Anthony Amore is the Republican candidate running against William Galvin for Secretary of State. He has previously worked at the Isabella Stewart Gardner Museum as a security director, a job which he had for 12 years. He arrived at the time of the still unsolved infamous art  heist in 1990. He has also worked as a Department of Homeland Security official overseeing security measures being strengthened at Logan International Airport after the terrorist attack known as 9/11 in 2001. Amore earned his bachelor’s degree at the University of Rhode Island and  went on to obtain a master’s degree from the John F. Kennedy School of Government at Harvard University. Amore’s previous political experience includes assuming the position of a town meeting member in Swampscott, MA.

Amore has three main issues he wants to address: securing elections, transparency, and strategic planning. He strongly dislikes the election system and criticizes Galvin for its shortcomings. Amore promises to rebuild the system, making it safer and more accessible, using the knowledge he’s gained while working at the Isabella Stewart Gardner Museum. He wishes to implement weekend voting and automatic voter registration, should they become law. He also strongly believes in transparency between the public and their government. He claims that under Galvin, Massachusetts has one of the nation’s worst reputations in terms of the accessibility of public records. Amore aims to fix this by opening up the records to the public. Lastly, he strongly supports strategic planning. He claims that Galvin has no strategic plan for his organization and if Amore himself were to be elected, he would be sure to begin a strategic planning process so the people of Massachusetts will know where he is, where he goes, and how he gets there. Amore says, “I have long felt a call to public service, and have spent my career protecting both my fellow citizens and some of the public’s most valuable works of art.” (northofboston.wickedlocal.com).

Along with his top three issues, Amore has also made other promises and connections with political figures. He has pledged that he will be a collaborative partner with popular Massachusetts governor Charlie Baker. He also believes in focusing on administering law and government accountability. He has promised that he will ensure that state’s businesses, big and small, are armed with the resources they need to establish themselves, grow, and prosper. He promises that law enforcement officers will be able to use alias addresses when establishing businesses so that they are able to file public records without fear for the safety of their families. Amore is open about his ideas on what he will improve if he’s elected, but more reserved about his personal opinions on important issues that don’t have to do with his big three, such as abortion and LGBTQ+ rights.

Amore appeared on TV and in a clip that you can find on https://www.wcvb.com discussing how he feels about 2018’s ballot questions and how he will be voting.
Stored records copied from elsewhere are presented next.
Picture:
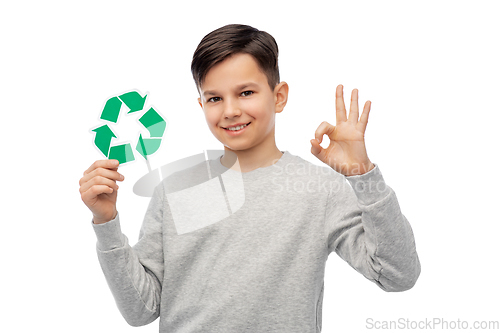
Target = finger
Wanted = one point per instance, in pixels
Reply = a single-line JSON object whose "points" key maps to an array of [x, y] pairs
{"points": [[354, 111], [339, 104], [98, 181], [363, 121], [91, 194], [108, 173], [324, 128], [108, 164], [316, 149]]}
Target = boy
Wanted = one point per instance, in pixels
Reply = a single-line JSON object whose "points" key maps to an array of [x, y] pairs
{"points": [[261, 268]]}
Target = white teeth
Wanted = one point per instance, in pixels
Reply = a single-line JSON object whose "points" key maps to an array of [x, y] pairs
{"points": [[236, 128]]}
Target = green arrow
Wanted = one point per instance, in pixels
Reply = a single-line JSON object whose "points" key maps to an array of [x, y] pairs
{"points": [[133, 100], [154, 123], [103, 138], [122, 153], [147, 147], [111, 109]]}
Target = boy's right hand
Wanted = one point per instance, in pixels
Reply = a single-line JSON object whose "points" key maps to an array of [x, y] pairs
{"points": [[98, 189]]}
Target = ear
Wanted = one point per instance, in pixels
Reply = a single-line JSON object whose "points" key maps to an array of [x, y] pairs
{"points": [[281, 96]]}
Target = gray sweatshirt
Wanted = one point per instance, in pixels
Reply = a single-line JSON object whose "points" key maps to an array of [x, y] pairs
{"points": [[224, 251]]}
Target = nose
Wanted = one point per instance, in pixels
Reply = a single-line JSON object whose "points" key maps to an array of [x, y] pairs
{"points": [[231, 109]]}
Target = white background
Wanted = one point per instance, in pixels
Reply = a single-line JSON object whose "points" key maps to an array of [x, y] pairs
{"points": [[430, 68]]}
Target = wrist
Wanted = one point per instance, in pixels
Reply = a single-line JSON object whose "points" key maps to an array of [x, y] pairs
{"points": [[101, 220]]}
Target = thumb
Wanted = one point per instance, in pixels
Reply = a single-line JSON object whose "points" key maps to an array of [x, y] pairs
{"points": [[316, 148]]}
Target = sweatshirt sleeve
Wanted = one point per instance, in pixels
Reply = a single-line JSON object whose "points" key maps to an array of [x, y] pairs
{"points": [[134, 274], [366, 228]]}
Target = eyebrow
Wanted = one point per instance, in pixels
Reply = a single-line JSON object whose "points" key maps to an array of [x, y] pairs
{"points": [[238, 87]]}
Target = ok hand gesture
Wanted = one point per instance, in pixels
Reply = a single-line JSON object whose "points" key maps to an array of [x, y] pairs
{"points": [[346, 152]]}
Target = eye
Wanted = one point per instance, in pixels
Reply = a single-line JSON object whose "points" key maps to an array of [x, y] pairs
{"points": [[213, 99]]}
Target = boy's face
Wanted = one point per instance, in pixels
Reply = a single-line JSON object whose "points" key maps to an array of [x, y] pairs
{"points": [[235, 92]]}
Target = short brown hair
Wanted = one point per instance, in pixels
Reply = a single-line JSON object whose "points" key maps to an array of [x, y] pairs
{"points": [[232, 39]]}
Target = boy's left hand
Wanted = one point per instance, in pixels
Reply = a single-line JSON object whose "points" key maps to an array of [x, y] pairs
{"points": [[346, 152]]}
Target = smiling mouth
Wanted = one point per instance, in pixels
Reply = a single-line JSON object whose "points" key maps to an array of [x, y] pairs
{"points": [[227, 128]]}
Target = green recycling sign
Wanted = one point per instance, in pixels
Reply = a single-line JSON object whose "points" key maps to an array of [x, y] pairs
{"points": [[150, 120]]}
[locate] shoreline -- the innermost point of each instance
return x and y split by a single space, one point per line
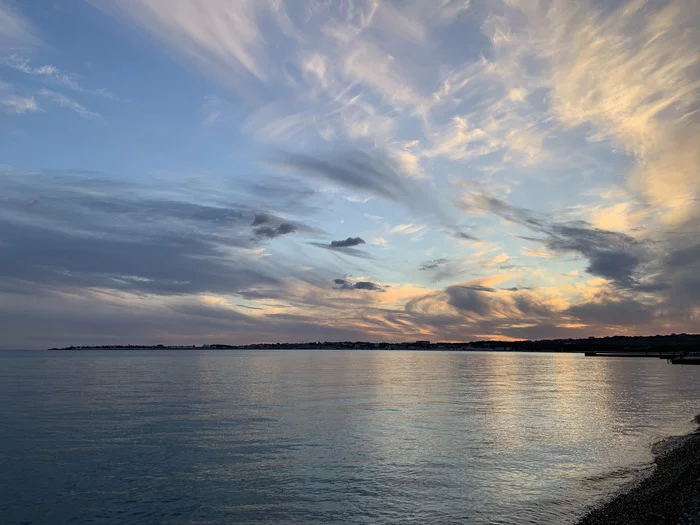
669 495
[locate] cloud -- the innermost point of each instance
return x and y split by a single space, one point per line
609 311
465 236
350 241
17 104
68 103
131 242
346 246
433 264
612 255
408 229
368 173
53 74
498 259
266 226
221 38
344 284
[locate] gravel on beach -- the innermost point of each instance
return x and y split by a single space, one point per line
670 495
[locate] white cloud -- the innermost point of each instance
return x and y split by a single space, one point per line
221 36
68 103
19 104
53 74
408 229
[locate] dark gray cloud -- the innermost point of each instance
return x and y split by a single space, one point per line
612 255
372 173
346 246
346 243
472 299
90 230
344 284
612 312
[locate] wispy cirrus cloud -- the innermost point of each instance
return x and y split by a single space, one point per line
63 101
52 74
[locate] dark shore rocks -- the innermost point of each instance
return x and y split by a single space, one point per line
671 495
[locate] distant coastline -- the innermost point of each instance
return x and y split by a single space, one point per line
623 344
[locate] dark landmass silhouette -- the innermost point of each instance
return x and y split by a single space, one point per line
656 344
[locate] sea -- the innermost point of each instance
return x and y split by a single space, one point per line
328 436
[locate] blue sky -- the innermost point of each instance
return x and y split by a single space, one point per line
187 171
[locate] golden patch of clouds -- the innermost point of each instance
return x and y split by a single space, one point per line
544 254
499 259
634 74
621 217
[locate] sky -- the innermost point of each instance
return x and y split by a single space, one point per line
237 171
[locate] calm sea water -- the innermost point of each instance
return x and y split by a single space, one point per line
326 436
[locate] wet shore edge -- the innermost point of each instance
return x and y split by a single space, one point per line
670 495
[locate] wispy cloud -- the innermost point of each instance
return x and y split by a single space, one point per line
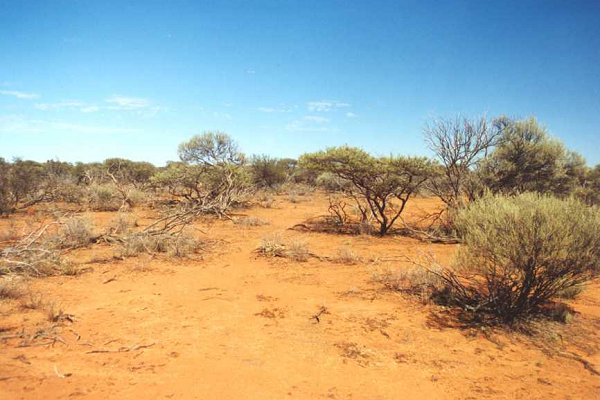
274 109
68 105
316 118
15 124
127 103
310 123
325 105
20 95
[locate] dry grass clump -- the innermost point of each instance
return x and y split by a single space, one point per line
104 198
250 221
122 224
345 255
73 232
265 200
298 251
273 245
174 245
10 288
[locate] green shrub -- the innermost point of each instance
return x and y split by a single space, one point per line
520 252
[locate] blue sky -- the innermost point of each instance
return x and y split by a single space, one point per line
87 80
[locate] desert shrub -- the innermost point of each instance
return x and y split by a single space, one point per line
73 232
345 255
174 245
297 250
379 186
272 245
520 252
122 224
10 288
268 172
250 221
527 159
104 198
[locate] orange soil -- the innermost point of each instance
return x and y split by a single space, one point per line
237 326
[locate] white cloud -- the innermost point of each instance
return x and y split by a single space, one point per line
69 105
310 123
20 95
325 105
274 109
15 124
317 119
127 103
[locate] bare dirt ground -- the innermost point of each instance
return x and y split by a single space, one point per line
235 325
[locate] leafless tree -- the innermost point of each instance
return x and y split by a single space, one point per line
459 144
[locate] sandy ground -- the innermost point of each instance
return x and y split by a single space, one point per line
234 325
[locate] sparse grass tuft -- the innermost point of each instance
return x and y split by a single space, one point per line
298 251
345 255
272 245
180 245
250 221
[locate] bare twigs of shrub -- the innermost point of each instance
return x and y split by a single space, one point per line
274 245
250 221
345 255
32 255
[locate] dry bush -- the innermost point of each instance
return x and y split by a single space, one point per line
122 224
73 232
250 221
104 198
10 233
519 253
272 245
174 245
10 288
297 250
35 254
345 255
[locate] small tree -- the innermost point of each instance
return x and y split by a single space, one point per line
528 160
380 187
211 177
268 171
520 252
459 144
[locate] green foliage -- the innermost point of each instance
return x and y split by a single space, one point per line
268 172
210 148
211 177
381 187
528 160
520 252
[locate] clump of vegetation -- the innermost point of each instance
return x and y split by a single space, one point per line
73 232
379 186
520 253
104 198
174 245
345 255
274 245
250 221
122 224
297 250
10 288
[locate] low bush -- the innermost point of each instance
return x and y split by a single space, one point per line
519 253
174 245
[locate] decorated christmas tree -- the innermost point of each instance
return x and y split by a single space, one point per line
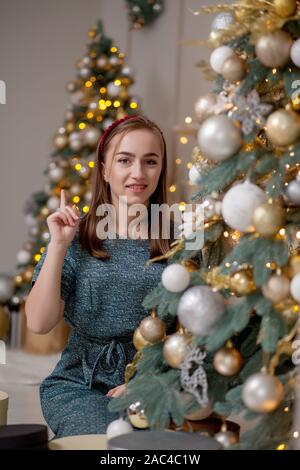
98 96
238 310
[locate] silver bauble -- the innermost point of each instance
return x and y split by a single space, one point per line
175 278
204 106
56 174
273 49
84 72
23 257
53 203
113 90
219 138
293 191
226 438
239 204
194 175
87 61
222 20
91 136
175 349
107 122
6 288
199 309
262 392
200 412
45 236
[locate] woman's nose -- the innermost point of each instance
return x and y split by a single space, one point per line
137 169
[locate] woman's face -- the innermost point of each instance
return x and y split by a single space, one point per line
132 167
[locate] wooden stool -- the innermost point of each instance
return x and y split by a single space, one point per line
84 442
3 407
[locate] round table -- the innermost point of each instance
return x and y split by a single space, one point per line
84 442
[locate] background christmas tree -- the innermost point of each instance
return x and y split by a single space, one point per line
239 313
98 96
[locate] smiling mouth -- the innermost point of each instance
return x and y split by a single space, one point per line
137 187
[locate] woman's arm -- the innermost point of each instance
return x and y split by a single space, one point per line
44 306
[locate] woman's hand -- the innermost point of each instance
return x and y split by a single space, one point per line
63 223
117 391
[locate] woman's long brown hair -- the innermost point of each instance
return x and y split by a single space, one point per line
101 194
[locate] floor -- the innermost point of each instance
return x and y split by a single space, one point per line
20 377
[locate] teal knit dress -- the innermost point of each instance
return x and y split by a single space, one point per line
103 305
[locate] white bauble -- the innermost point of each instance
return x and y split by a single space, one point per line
91 136
293 191
199 309
113 60
84 72
126 70
56 174
175 278
219 138
194 175
107 122
262 392
23 257
102 62
75 141
218 57
53 203
295 53
222 20
117 428
88 196
30 220
113 90
239 204
295 287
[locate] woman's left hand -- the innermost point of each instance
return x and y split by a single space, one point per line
117 391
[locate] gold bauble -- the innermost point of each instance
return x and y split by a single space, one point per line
77 189
268 218
175 349
27 275
294 265
153 329
285 8
228 361
137 416
18 280
60 141
273 49
4 323
190 265
138 340
204 106
241 282
277 288
295 103
283 127
234 69
70 126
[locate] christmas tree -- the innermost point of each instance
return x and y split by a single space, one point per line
98 96
238 312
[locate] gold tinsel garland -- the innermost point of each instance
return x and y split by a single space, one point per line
256 17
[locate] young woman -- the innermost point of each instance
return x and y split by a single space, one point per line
98 284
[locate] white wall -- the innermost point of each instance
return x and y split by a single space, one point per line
40 41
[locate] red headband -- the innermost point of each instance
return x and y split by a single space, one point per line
111 127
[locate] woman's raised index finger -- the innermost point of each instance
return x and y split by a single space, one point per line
63 199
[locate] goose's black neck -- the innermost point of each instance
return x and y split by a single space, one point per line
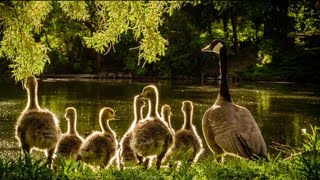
224 90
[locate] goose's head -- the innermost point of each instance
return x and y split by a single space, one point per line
214 47
166 111
70 113
107 113
30 82
149 92
187 106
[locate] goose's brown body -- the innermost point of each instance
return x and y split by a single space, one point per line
227 126
232 128
99 148
70 142
36 127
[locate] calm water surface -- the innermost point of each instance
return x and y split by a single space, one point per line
280 109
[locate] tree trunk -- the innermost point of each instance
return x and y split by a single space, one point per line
234 23
225 26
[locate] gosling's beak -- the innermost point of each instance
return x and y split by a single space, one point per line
116 118
207 48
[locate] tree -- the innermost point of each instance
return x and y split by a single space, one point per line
22 23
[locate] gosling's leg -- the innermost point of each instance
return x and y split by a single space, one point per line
140 159
26 149
161 156
49 155
146 163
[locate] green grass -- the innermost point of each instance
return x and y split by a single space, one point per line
304 164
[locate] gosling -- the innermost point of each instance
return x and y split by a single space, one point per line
188 145
151 137
99 148
70 142
36 127
126 154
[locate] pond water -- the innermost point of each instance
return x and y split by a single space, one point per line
280 109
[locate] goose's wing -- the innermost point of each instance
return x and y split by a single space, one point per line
236 131
249 133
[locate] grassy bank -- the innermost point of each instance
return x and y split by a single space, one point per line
303 164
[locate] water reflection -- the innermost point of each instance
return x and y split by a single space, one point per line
281 110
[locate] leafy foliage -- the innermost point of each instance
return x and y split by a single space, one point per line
21 22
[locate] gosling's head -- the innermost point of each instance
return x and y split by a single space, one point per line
70 113
139 102
214 47
107 113
166 111
30 82
187 106
149 92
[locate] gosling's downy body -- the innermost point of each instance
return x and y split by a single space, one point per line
228 127
151 137
99 148
36 127
70 142
126 154
188 145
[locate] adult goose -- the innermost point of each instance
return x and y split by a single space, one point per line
70 142
188 145
36 127
99 148
228 127
126 154
151 137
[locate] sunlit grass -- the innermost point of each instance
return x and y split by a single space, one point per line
303 164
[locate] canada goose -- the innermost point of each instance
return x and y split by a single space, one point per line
99 148
70 142
151 137
228 127
126 154
188 145
36 127
166 116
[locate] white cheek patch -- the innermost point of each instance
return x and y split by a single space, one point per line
217 48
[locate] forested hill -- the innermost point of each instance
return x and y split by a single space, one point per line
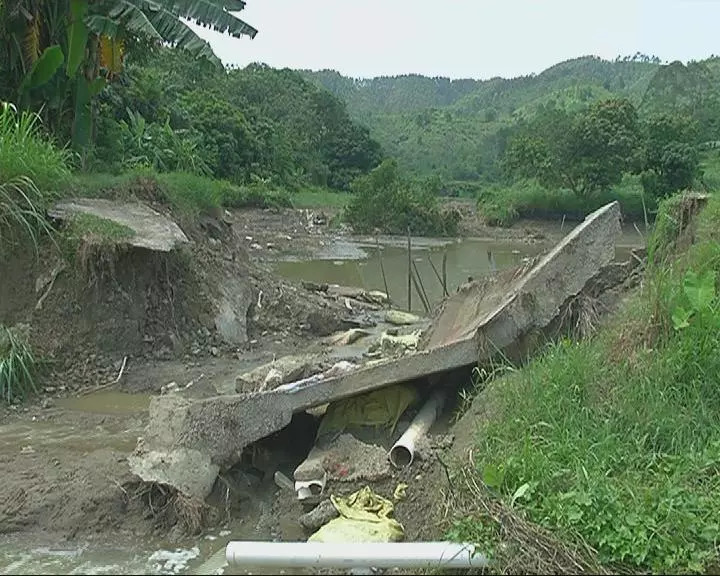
458 129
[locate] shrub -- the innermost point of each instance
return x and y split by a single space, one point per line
615 440
384 201
26 153
18 367
503 205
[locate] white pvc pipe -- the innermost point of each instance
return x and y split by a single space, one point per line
402 453
354 555
309 488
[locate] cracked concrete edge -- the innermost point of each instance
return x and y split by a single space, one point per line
223 426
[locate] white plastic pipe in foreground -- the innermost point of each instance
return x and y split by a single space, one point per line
354 555
402 453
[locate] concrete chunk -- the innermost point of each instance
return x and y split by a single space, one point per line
472 326
152 230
He will be voting “no” on Question 1, which discusses mandating nursing staffing levels. A “no” vote on this question means that the current laws will stay in place and nothing will change surrounding nurse-to-patient limits. However, Amore states that he may change his vote when the policy commission numbers come out. For question 2, which would create a commission to limit the influence of money and corporate money in elections, Amore votes no and says, “I think that Citizens United (a Supreme Court case which regulates how corporations can contribute to elections) is the law of the land. The Supreme Court ruled on it already” (wcbv.com). The third and final question addresses trans rights in public spaces. Amore says he will be voting “yes”, saying, “I believe we have had a chance to see how the law works, and I don’t like to see anybody discriminated against” (wcvb.com).